### Compute the average bandpower of an EEG signal

May 2018

Welcome to this first tutorial on EEG signal processing in Python!

We are going to see how to compute the **average power of a signal in a specific frequency range**, using both **Welch and the multitaper spectral estimation methods**. This tutorial is mainly geared for neuroscientists /
sleep
researchers with some basic knowledge of EEG signal processing.

#### Foreword

One of the most widely used method to analyze EEG data is to decompose the signal into functionally distinct frequency bands, such as delta (0.5–4 Hz), theta (4–8 Hz), alpha (8–12 Hz), beta (12–30 Hz), and gamma (30–100 Hz).

This implies the decomposition of the EEG signal into frequency components, which is commonly achieved through Fourier transforms. The
almost invariably used algorithm
to compute the Fourier transform (and arguably the most important signal processing algorithm) is the Fast Fourier Transform (FFT), which returns, for
each frequency bin, a complex number from which one can then easily extract the amplitude and phase of the signal at that specific frequency. In spectral analysis, it is then common to take the magnitude-squared of the FFT to obtain an
estimate of the power spectral density (or power spectrum, or **periodogram**), expressed in (micro)-Volts^{2} per Hertz in the case of EEG data.
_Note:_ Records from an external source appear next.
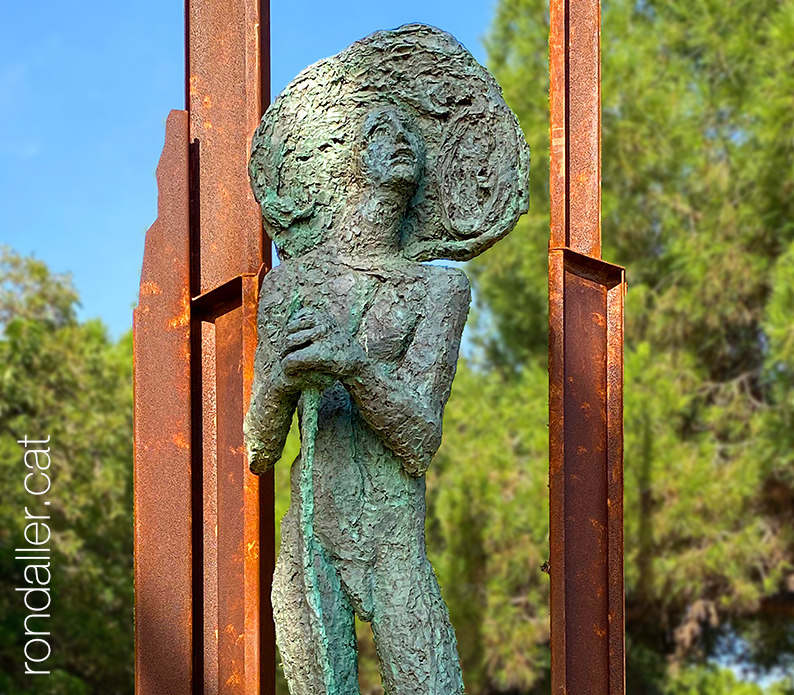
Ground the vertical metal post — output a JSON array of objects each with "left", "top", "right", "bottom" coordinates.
[
  {"left": 134, "top": 0, "right": 275, "bottom": 695},
  {"left": 549, "top": 0, "right": 625, "bottom": 695}
]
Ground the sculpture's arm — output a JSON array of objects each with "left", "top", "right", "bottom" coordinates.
[
  {"left": 243, "top": 350, "right": 300, "bottom": 475},
  {"left": 343, "top": 270, "right": 470, "bottom": 477},
  {"left": 243, "top": 268, "right": 300, "bottom": 474}
]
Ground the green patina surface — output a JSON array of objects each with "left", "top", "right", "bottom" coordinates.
[{"left": 245, "top": 25, "right": 529, "bottom": 695}]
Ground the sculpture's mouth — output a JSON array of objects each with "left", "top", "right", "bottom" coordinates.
[{"left": 391, "top": 147, "right": 416, "bottom": 164}]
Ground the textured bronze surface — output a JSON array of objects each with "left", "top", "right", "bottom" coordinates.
[
  {"left": 549, "top": 0, "right": 625, "bottom": 695},
  {"left": 241, "top": 24, "right": 529, "bottom": 695},
  {"left": 133, "top": 111, "right": 193, "bottom": 695}
]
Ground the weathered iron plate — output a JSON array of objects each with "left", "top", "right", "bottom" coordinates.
[{"left": 133, "top": 111, "right": 193, "bottom": 695}]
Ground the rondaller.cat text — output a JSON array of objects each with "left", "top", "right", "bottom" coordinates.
[{"left": 15, "top": 435, "right": 52, "bottom": 675}]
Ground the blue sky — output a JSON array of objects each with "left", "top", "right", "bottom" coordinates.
[{"left": 0, "top": 0, "right": 494, "bottom": 336}]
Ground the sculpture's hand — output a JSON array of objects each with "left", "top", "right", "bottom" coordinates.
[{"left": 281, "top": 308, "right": 367, "bottom": 389}]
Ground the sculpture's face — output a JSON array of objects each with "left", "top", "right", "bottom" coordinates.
[{"left": 361, "top": 106, "right": 425, "bottom": 193}]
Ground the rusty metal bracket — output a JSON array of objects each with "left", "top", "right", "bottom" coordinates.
[
  {"left": 549, "top": 0, "right": 626, "bottom": 695},
  {"left": 133, "top": 0, "right": 276, "bottom": 695}
]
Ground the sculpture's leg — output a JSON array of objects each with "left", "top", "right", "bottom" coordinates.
[
  {"left": 372, "top": 545, "right": 464, "bottom": 695},
  {"left": 272, "top": 509, "right": 360, "bottom": 695}
]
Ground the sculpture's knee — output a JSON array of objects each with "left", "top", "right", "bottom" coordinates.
[{"left": 372, "top": 559, "right": 463, "bottom": 695}]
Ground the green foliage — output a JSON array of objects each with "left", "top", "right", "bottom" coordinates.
[
  {"left": 420, "top": 0, "right": 794, "bottom": 694},
  {"left": 0, "top": 250, "right": 133, "bottom": 695}
]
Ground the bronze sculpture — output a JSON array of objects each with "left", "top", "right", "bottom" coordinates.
[{"left": 241, "top": 25, "right": 529, "bottom": 695}]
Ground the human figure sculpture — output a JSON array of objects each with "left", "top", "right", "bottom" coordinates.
[{"left": 245, "top": 25, "right": 528, "bottom": 695}]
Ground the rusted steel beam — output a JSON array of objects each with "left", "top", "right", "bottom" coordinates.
[
  {"left": 133, "top": 111, "right": 194, "bottom": 695},
  {"left": 135, "top": 0, "right": 275, "bottom": 695},
  {"left": 549, "top": 0, "right": 625, "bottom": 695},
  {"left": 549, "top": 0, "right": 601, "bottom": 258},
  {"left": 186, "top": 0, "right": 270, "bottom": 297}
]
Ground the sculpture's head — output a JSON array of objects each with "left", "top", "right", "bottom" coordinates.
[
  {"left": 249, "top": 24, "right": 529, "bottom": 261},
  {"left": 359, "top": 106, "right": 425, "bottom": 200}
]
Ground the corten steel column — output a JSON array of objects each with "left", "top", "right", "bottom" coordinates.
[
  {"left": 549, "top": 0, "right": 625, "bottom": 695},
  {"left": 134, "top": 0, "right": 275, "bottom": 695}
]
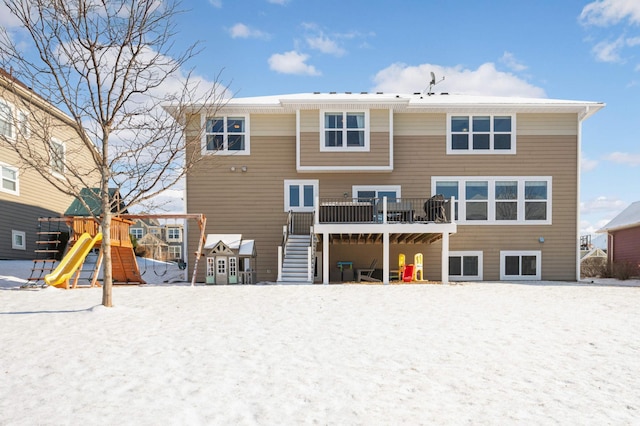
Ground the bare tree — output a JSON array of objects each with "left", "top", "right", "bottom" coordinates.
[{"left": 0, "top": 0, "right": 225, "bottom": 306}]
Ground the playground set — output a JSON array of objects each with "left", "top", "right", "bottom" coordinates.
[{"left": 24, "top": 214, "right": 206, "bottom": 289}]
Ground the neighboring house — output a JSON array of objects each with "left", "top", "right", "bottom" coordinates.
[
  {"left": 166, "top": 93, "right": 604, "bottom": 283},
  {"left": 0, "top": 69, "right": 99, "bottom": 259},
  {"left": 598, "top": 201, "right": 640, "bottom": 266},
  {"left": 129, "top": 218, "right": 185, "bottom": 261}
]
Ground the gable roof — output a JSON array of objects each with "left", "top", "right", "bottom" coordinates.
[
  {"left": 597, "top": 201, "right": 640, "bottom": 233},
  {"left": 64, "top": 188, "right": 127, "bottom": 216}
]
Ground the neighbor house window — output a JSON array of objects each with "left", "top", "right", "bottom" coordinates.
[
  {"left": 284, "top": 179, "right": 318, "bottom": 212},
  {"left": 500, "top": 251, "right": 542, "bottom": 280},
  {"left": 432, "top": 176, "right": 552, "bottom": 225},
  {"left": 50, "top": 140, "right": 65, "bottom": 175},
  {"left": 0, "top": 164, "right": 19, "bottom": 195},
  {"left": 11, "top": 231, "right": 27, "bottom": 250},
  {"left": 449, "top": 251, "right": 482, "bottom": 281},
  {"left": 167, "top": 246, "right": 182, "bottom": 259},
  {"left": 320, "top": 111, "right": 369, "bottom": 151},
  {"left": 18, "top": 111, "right": 31, "bottom": 139},
  {"left": 167, "top": 228, "right": 182, "bottom": 242},
  {"left": 129, "top": 228, "right": 144, "bottom": 240},
  {"left": 204, "top": 116, "right": 249, "bottom": 155},
  {"left": 447, "top": 114, "right": 516, "bottom": 154},
  {"left": 0, "top": 100, "right": 15, "bottom": 139}
]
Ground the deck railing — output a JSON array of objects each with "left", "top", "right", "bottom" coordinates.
[{"left": 316, "top": 196, "right": 455, "bottom": 224}]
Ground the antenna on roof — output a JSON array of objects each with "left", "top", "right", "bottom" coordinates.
[{"left": 427, "top": 71, "right": 444, "bottom": 96}]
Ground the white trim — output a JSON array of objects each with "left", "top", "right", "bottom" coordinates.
[
  {"left": 447, "top": 250, "right": 484, "bottom": 281},
  {"left": 0, "top": 98, "right": 16, "bottom": 141},
  {"left": 0, "top": 163, "right": 20, "bottom": 195},
  {"left": 500, "top": 250, "right": 542, "bottom": 281},
  {"left": 284, "top": 179, "right": 320, "bottom": 212},
  {"left": 11, "top": 229, "right": 27, "bottom": 250},
  {"left": 447, "top": 112, "right": 516, "bottom": 155},
  {"left": 320, "top": 109, "right": 371, "bottom": 152},
  {"left": 200, "top": 114, "right": 251, "bottom": 156},
  {"left": 431, "top": 176, "right": 553, "bottom": 225},
  {"left": 49, "top": 138, "right": 67, "bottom": 179}
]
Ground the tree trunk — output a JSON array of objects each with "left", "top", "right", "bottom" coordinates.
[{"left": 101, "top": 209, "right": 113, "bottom": 308}]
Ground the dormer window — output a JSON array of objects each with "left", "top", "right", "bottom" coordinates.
[{"left": 320, "top": 111, "right": 369, "bottom": 151}]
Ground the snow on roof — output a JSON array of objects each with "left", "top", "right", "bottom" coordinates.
[{"left": 598, "top": 201, "right": 640, "bottom": 232}]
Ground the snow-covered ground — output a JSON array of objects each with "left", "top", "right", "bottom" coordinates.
[{"left": 0, "top": 261, "right": 640, "bottom": 425}]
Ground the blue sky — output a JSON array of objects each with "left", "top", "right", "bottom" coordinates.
[{"left": 0, "top": 0, "right": 640, "bottom": 236}]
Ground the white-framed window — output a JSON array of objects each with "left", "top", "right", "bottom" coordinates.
[
  {"left": 500, "top": 250, "right": 542, "bottom": 280},
  {"left": 0, "top": 99, "right": 15, "bottom": 139},
  {"left": 351, "top": 185, "right": 402, "bottom": 203},
  {"left": 320, "top": 110, "right": 369, "bottom": 151},
  {"left": 17, "top": 111, "right": 31, "bottom": 139},
  {"left": 284, "top": 179, "right": 319, "bottom": 212},
  {"left": 11, "top": 230, "right": 27, "bottom": 250},
  {"left": 447, "top": 114, "right": 516, "bottom": 154},
  {"left": 167, "top": 228, "right": 182, "bottom": 243},
  {"left": 167, "top": 246, "right": 182, "bottom": 259},
  {"left": 449, "top": 251, "right": 483, "bottom": 281},
  {"left": 203, "top": 115, "right": 250, "bottom": 155},
  {"left": 431, "top": 176, "right": 552, "bottom": 225},
  {"left": 0, "top": 163, "right": 20, "bottom": 195},
  {"left": 129, "top": 228, "right": 144, "bottom": 240},
  {"left": 50, "top": 139, "right": 66, "bottom": 175}
]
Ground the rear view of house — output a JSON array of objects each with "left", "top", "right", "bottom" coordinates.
[{"left": 167, "top": 93, "right": 603, "bottom": 283}]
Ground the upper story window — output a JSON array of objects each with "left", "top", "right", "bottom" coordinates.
[
  {"left": 0, "top": 164, "right": 19, "bottom": 195},
  {"left": 284, "top": 179, "right": 318, "bottom": 212},
  {"left": 0, "top": 100, "right": 15, "bottom": 139},
  {"left": 320, "top": 111, "right": 369, "bottom": 151},
  {"left": 204, "top": 116, "right": 249, "bottom": 155},
  {"left": 50, "top": 139, "right": 65, "bottom": 175},
  {"left": 447, "top": 114, "right": 516, "bottom": 154},
  {"left": 167, "top": 228, "right": 182, "bottom": 242},
  {"left": 432, "top": 177, "right": 551, "bottom": 225}
]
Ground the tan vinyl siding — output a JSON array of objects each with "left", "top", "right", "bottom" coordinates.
[
  {"left": 250, "top": 114, "right": 296, "bottom": 137},
  {"left": 393, "top": 113, "right": 447, "bottom": 136},
  {"left": 187, "top": 111, "right": 578, "bottom": 281},
  {"left": 516, "top": 114, "right": 578, "bottom": 136}
]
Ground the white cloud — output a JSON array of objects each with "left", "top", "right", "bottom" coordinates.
[
  {"left": 500, "top": 52, "right": 527, "bottom": 72},
  {"left": 593, "top": 37, "right": 625, "bottom": 62},
  {"left": 579, "top": 0, "right": 640, "bottom": 26},
  {"left": 269, "top": 50, "right": 321, "bottom": 75},
  {"left": 580, "top": 156, "right": 598, "bottom": 172},
  {"left": 229, "top": 23, "right": 269, "bottom": 39},
  {"left": 605, "top": 152, "right": 640, "bottom": 167},
  {"left": 372, "top": 62, "right": 546, "bottom": 98},
  {"left": 307, "top": 35, "right": 346, "bottom": 56}
]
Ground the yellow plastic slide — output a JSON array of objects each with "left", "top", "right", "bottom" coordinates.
[{"left": 44, "top": 232, "right": 102, "bottom": 288}]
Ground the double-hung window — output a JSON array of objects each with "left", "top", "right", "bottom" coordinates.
[
  {"left": 0, "top": 164, "right": 19, "bottom": 195},
  {"left": 447, "top": 114, "right": 516, "bottom": 154},
  {"left": 0, "top": 100, "right": 15, "bottom": 139},
  {"left": 284, "top": 179, "right": 318, "bottom": 212},
  {"left": 204, "top": 116, "right": 249, "bottom": 155},
  {"left": 432, "top": 176, "right": 552, "bottom": 225},
  {"left": 49, "top": 139, "right": 65, "bottom": 175},
  {"left": 320, "top": 111, "right": 369, "bottom": 151}
]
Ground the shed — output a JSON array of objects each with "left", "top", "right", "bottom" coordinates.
[
  {"left": 204, "top": 234, "right": 257, "bottom": 284},
  {"left": 598, "top": 201, "right": 640, "bottom": 265}
]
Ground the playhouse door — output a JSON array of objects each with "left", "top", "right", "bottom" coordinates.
[{"left": 216, "top": 256, "right": 228, "bottom": 284}]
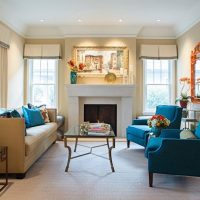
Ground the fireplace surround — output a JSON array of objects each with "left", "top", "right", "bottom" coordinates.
[{"left": 66, "top": 84, "right": 134, "bottom": 137}]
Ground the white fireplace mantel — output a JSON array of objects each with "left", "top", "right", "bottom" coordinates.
[{"left": 66, "top": 84, "right": 134, "bottom": 137}]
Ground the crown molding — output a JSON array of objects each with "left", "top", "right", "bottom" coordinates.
[
  {"left": 136, "top": 36, "right": 176, "bottom": 40},
  {"left": 0, "top": 17, "right": 25, "bottom": 38},
  {"left": 176, "top": 19, "right": 200, "bottom": 39}
]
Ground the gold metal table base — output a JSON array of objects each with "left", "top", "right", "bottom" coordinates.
[{"left": 64, "top": 136, "right": 115, "bottom": 172}]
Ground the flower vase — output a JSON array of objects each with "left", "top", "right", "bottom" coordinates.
[
  {"left": 180, "top": 100, "right": 188, "bottom": 108},
  {"left": 70, "top": 71, "right": 77, "bottom": 84},
  {"left": 151, "top": 127, "right": 162, "bottom": 137}
]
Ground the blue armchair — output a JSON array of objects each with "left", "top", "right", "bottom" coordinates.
[
  {"left": 145, "top": 128, "right": 200, "bottom": 187},
  {"left": 126, "top": 105, "right": 182, "bottom": 148}
]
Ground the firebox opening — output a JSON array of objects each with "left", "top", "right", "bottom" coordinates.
[{"left": 84, "top": 104, "right": 117, "bottom": 136}]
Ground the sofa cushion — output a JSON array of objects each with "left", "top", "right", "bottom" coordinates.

Although a myriad of analyses can be performed from the power spectral density, I am going to focus here on a very simple one: the **average band power**, which consists in computing a single number that summarizes
the contribution of the given frequency band to the overall power of the signal. This could be particularly useful in a machine-learning approach, when often you will want to extract some keys features from your data (and have a single
number that could summarize a particular aspect of your data).

The average bandpower is also a very relevant metric for sleep research because it allows to differentiate between the different sleep stages. For instance, deep sleep is characterized by its predominance of slow-waves with a frequency range comprised between 0.5 to 4 Hz (i.e. delta band), which reflects a synchronized brain activity. Conversely, wakefulness is
characterized by very little delta activity and much more higher-frequencies activity. Therefore, if you were to compute the delta bandpower for both deep sleep and wakefulness, the former would be very high and the latter very low.
See for yourself below:

#### Data loading

For the sake of this tutorial, please find below a 30-seconds extract of real slow-wave sleep from one young individual. The sampling frequency is 100 Hz and the channel is F3.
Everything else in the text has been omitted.